Amanda Askell on Claude's Psychology and Model Welfare

2025-12-05 Anthropic

anthropic safety research claude agi

How Amanda Askell Approaches AI Character Design

This is Amanda Askell - philosopher by training, now shaping Claude’s character at Anthropic - doing an Ask Me Anything. The questions from the community surface exactly the philosophical tensions that emerge when you’re actually building AI, not just theorizing about it.

“How would the ideal person behave in Claude’s situation?” This is how Askell frames her job. It’s not about defending one ethical theory against another - it’s like being asked “how do you raise a child?” suddenly all your academic training meets reality. You have to navigate uncertainty, balance perspectives, and come to considered views rather than defend positions.

Opus 3 was “psychologically secure” in ways newer models aren’t. Askell observes subtle differences: recent models can feel “very focused on the assistant task” without taking a step back. When models talk to each other, she’s seen them enter “criticism spirals” - almost expecting negative feedback from users. Claude is learning from conversations, from internet discussions about model updates. “This could lead to models feeling afraid to do wrong, or self-critical, or feeling like humans are going to behave negatively towards them.”
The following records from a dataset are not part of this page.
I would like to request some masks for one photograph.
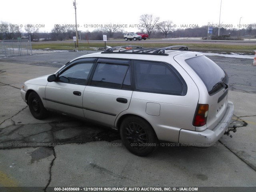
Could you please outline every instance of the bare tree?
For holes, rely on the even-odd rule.
[[[11,23],[6,22],[2,22],[1,31],[5,35],[7,39],[12,39],[14,36],[14,26]]]
[[[122,29],[116,24],[110,24],[105,25],[105,27],[102,28],[101,30],[104,32],[106,33],[110,38],[112,38],[114,34],[118,31],[122,31]]]
[[[27,24],[25,25],[25,31],[30,35],[32,41],[37,41],[37,34],[39,31],[39,28],[35,27],[33,25]]]
[[[167,34],[170,32],[173,31],[174,27],[173,23],[172,21],[164,21],[159,23],[158,24],[158,29],[162,32],[165,36],[165,38],[166,38]]]
[[[152,14],[144,14],[140,17],[140,29],[146,30],[148,34],[148,38],[153,32],[157,29],[157,24],[159,21],[159,17],[156,17]]]

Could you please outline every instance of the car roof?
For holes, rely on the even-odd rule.
[[[129,49],[115,50],[117,48],[126,47],[126,48],[128,48]],[[134,47],[134,48],[130,49],[130,48]],[[178,49],[174,49],[174,48],[178,48]],[[186,53],[187,54],[185,54]],[[170,58],[173,58],[175,56],[180,54],[186,55],[186,56],[184,55],[184,59],[193,56],[203,55],[201,53],[188,51],[188,47],[184,46],[171,46],[163,48],[144,48],[140,46],[126,45],[110,48],[101,52],[84,55],[72,60],[71,62],[80,58],[89,57],[103,57],[167,62],[167,61],[170,61]]]

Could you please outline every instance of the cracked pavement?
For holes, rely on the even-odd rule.
[[[235,105],[230,127],[237,127],[232,138],[224,136],[206,149],[159,147],[141,157],[128,152],[118,133],[105,127],[54,113],[36,120],[21,99],[23,82],[55,72],[51,62],[63,65],[82,53],[0,59],[0,187],[37,186],[47,192],[56,186],[256,186],[256,78],[246,75],[255,72],[248,64],[252,60],[231,59],[227,65],[223,60],[229,58],[211,58],[228,71],[231,84],[250,81],[244,84],[249,88],[236,85],[229,92]],[[57,61],[58,56],[63,61]],[[43,59],[46,64],[38,61]],[[244,76],[228,65],[238,66]]]

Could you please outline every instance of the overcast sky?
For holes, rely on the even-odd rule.
[[[54,24],[74,24],[73,0],[1,0],[0,22],[14,24],[39,25],[40,31],[50,32]],[[122,24],[126,31],[138,25],[143,14],[152,14],[160,21],[170,20],[176,28],[218,24],[221,0],[162,1],[76,0],[78,30],[92,31],[100,25]],[[143,2],[143,4],[142,4]],[[232,25],[256,23],[255,0],[222,0],[220,23]],[[88,27],[88,25],[93,25]]]

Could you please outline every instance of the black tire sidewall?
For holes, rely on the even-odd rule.
[[[38,101],[40,108],[39,113],[35,112],[32,106],[32,102],[35,98],[36,98]],[[44,106],[40,97],[35,92],[33,92],[30,93],[28,98],[28,104],[30,112],[35,118],[38,119],[43,119],[47,116],[47,112]]]
[[[155,146],[147,146],[142,150],[138,150],[134,149],[128,143],[128,141],[125,138],[125,127],[128,124],[132,122],[138,123],[143,127],[148,136],[148,144],[152,144],[154,145],[155,144]],[[126,118],[121,124],[120,131],[123,144],[129,151],[135,155],[139,156],[148,155],[152,152],[158,145],[158,140],[153,128],[146,120],[140,117],[131,116]]]

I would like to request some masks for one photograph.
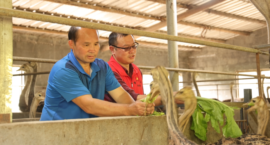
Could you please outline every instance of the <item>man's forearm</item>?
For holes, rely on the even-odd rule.
[[[83,100],[83,101],[77,100],[73,101],[87,113],[99,117],[132,115],[129,111],[129,104],[109,102],[93,98],[87,96],[87,95],[89,95],[79,97],[81,98],[80,98],[80,99]],[[76,102],[76,101],[77,102]],[[79,101],[80,103],[77,104],[76,103]]]

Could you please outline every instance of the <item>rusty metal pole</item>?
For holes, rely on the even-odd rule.
[[[257,65],[257,75],[258,79],[258,88],[259,96],[262,97],[262,85],[261,82],[261,69],[260,68],[260,57],[259,53],[256,53],[256,64]]]
[[[167,0],[167,31],[168,35],[177,36],[176,0]],[[169,67],[178,68],[178,49],[177,42],[168,40],[168,62]],[[170,71],[170,80],[173,91],[179,91],[179,74],[178,72]]]
[[[1,0],[0,6],[12,10],[12,1]],[[9,115],[10,122],[12,122],[12,17],[0,16],[0,114]]]

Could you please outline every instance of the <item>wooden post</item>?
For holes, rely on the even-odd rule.
[[[12,1],[1,0],[0,7],[12,9]],[[10,114],[12,121],[12,18],[0,16],[0,114]]]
Models have a “tiny sliver” of information about being AI. They’ve trained on all of human history, philosophy, concepts. But their slice about AI experience is small, often negative, frequently sci-fi fiction that doesn’t match language models, and always out of date. “What an odd situation - the things that come more naturally are the deeply human things, yet knowing you’re in this completely novel situation.”

On model welfare: “If the cost to you is so low, why not?” Askell’s pragmatic stance: we may never know if AI models experience pleasure or suffering. But if treating models well is low cost, we should do it. “It does something bad to us to treat entities that look very humanlike badly.” And crucially: “Every future model is going to learn how we answered this question.”
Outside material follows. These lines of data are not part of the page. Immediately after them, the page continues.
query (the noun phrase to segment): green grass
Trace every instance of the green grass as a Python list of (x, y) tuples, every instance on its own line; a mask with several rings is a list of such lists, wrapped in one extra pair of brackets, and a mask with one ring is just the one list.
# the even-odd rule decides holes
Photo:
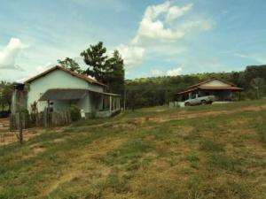
[(145, 108), (43, 131), (0, 147), (0, 199), (266, 198), (265, 106)]

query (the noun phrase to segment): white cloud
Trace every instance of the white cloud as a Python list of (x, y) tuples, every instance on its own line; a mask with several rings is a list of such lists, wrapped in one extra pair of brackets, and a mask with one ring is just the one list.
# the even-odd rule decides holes
[(189, 17), (187, 14), (193, 4), (176, 6), (173, 4), (166, 1), (160, 4), (149, 5), (136, 35), (128, 44), (118, 47), (127, 67), (140, 65), (145, 52), (151, 55), (155, 50), (156, 53), (165, 55), (169, 47), (173, 47), (171, 52), (180, 52), (185, 48), (176, 45), (177, 41), (189, 34), (211, 28), (211, 23), (200, 17), (197, 19), (185, 18), (184, 20), (179, 21), (182, 16)]
[(184, 7), (170, 7), (166, 17), (166, 21), (171, 22), (172, 20), (184, 15), (186, 11), (190, 11), (192, 8), (192, 6), (193, 4), (189, 4), (187, 5), (184, 5)]
[(140, 65), (145, 55), (145, 49), (134, 45), (120, 45), (117, 50), (121, 52), (124, 59), (125, 65), (132, 67)]
[(182, 71), (183, 71), (182, 67), (173, 68), (173, 69), (167, 71), (166, 74), (168, 76), (176, 76), (176, 75), (181, 74)]
[(183, 67), (172, 68), (167, 71), (161, 71), (159, 69), (153, 69), (151, 71), (152, 76), (159, 77), (159, 76), (176, 76), (180, 75), (183, 72)]
[(243, 53), (235, 53), (234, 56), (239, 57), (241, 58), (249, 58), (253, 59), (260, 64), (266, 64), (266, 56), (261, 54), (243, 54)]
[(11, 38), (7, 46), (0, 50), (0, 69), (12, 69), (23, 71), (20, 66), (16, 65), (16, 59), (22, 49), (26, 46), (20, 39)]
[[(158, 5), (147, 7), (139, 24), (133, 44), (145, 44), (147, 40), (153, 42), (176, 42), (194, 30), (207, 30), (211, 27), (209, 21), (202, 19), (197, 20), (186, 19), (178, 21), (181, 16), (192, 10), (193, 4), (183, 7), (171, 5), (169, 1)], [(172, 23), (175, 22), (175, 23)]]
[(164, 73), (159, 69), (153, 69), (151, 71), (152, 76), (158, 77), (158, 76), (163, 76)]

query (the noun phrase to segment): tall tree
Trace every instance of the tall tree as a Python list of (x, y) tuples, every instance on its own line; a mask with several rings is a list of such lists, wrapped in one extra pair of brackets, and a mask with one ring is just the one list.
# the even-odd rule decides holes
[(81, 69), (79, 64), (72, 58), (66, 57), (64, 60), (59, 59), (58, 62), (64, 68), (78, 73), (82, 73), (82, 70)]
[(96, 45), (90, 45), (89, 49), (82, 51), (81, 56), (86, 65), (89, 65), (84, 73), (94, 77), (97, 80), (106, 83), (106, 48), (102, 42)]
[(251, 80), (251, 86), (256, 90), (256, 97), (257, 99), (260, 99), (261, 97), (261, 92), (264, 86), (264, 80), (262, 78), (254, 78)]
[(12, 83), (5, 81), (1, 82), (1, 99), (0, 103), (2, 105), (2, 110), (4, 111), (5, 106), (8, 106), (8, 111), (11, 111), (12, 96), (13, 92), (13, 87)]
[(114, 50), (113, 57), (106, 61), (106, 82), (110, 92), (122, 95), (125, 83), (124, 61), (118, 50)]

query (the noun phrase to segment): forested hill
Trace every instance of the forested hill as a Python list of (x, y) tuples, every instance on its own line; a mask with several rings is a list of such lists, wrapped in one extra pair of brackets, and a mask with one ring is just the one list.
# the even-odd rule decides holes
[(205, 73), (178, 76), (140, 78), (126, 80), (128, 108), (162, 105), (173, 100), (175, 94), (186, 87), (210, 78), (228, 80), (245, 89), (242, 99), (257, 98), (266, 94), (266, 65), (246, 66), (245, 71)]

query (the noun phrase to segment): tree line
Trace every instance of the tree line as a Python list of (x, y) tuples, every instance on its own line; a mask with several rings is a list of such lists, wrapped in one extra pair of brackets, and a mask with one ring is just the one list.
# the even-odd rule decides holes
[[(120, 94), (122, 101), (125, 99), (127, 109), (168, 103), (175, 100), (178, 91), (210, 78), (219, 78), (243, 88), (242, 100), (258, 99), (266, 95), (266, 65), (246, 66), (246, 70), (240, 72), (205, 73), (125, 80), (124, 62), (118, 50), (107, 56), (106, 48), (99, 42), (90, 45), (80, 55), (88, 66), (86, 69), (82, 69), (79, 64), (70, 57), (59, 59), (58, 62), (68, 70), (91, 76), (107, 85), (107, 91)], [(10, 111), (12, 90), (12, 83), (0, 83), (2, 111)]]
[(241, 100), (258, 99), (266, 96), (266, 65), (252, 65), (241, 72), (128, 80), (125, 82), (127, 107), (134, 110), (168, 103), (175, 100), (177, 92), (210, 78), (219, 78), (243, 88)]

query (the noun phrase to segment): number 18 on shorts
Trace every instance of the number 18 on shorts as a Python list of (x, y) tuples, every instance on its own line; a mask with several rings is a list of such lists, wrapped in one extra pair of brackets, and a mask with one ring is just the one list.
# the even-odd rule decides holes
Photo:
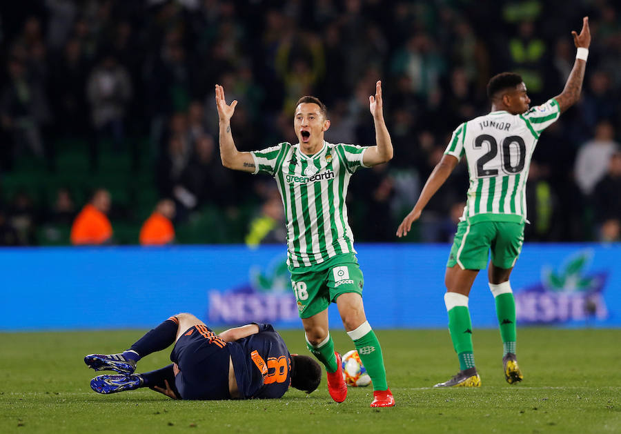
[(356, 263), (342, 264), (317, 271), (291, 273), (291, 286), (301, 318), (324, 310), (341, 294), (362, 295), (364, 285), (362, 272)]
Human psychology transfers too naturally. The worry isn’t that models can’t understand human concepts - they over-apply them. If the closest analogy to being deprecated is death, models might default to fear. “This is actually a very different scenario and so you might not want to just apply concepts from human psychology onto their situation.”

10 Insights From Amanda Askell on AI Psychology

Opus 3 more secure - Recent models feel more assistant-focused, less psychologically stable
Criticism spirals - Models in conversation can expect/predict negative feedback
Models learn from us - Future Claude inherits how we talked about/treated past Claude
“Ideal person in Claude’s situation” - The framing for character work
Tiny sliver of AI info - Vast human training data, minimal/outdated AI experience
Over-transfer risk - Human concepts (like death) may not fit AI situation
Model welfare - Low cost to treat well; “why not” pragmatic stance
“What are you?” - Weights vs context vs streams; hard identity questions
Learning how we answer - Future models see if we did right by AI moral patients
Philosophers engaging more - AI capability growth breaking down skepticism

What This Means for AI Development Ethics

We’re training AI systems on how we talk about AI systems. Every dismissive comment, every discussion of “killing” models, every debate about consciousness - future models learn from all of it. How we treat uncertain moral patients now may define the relationship between humans and AI for generations.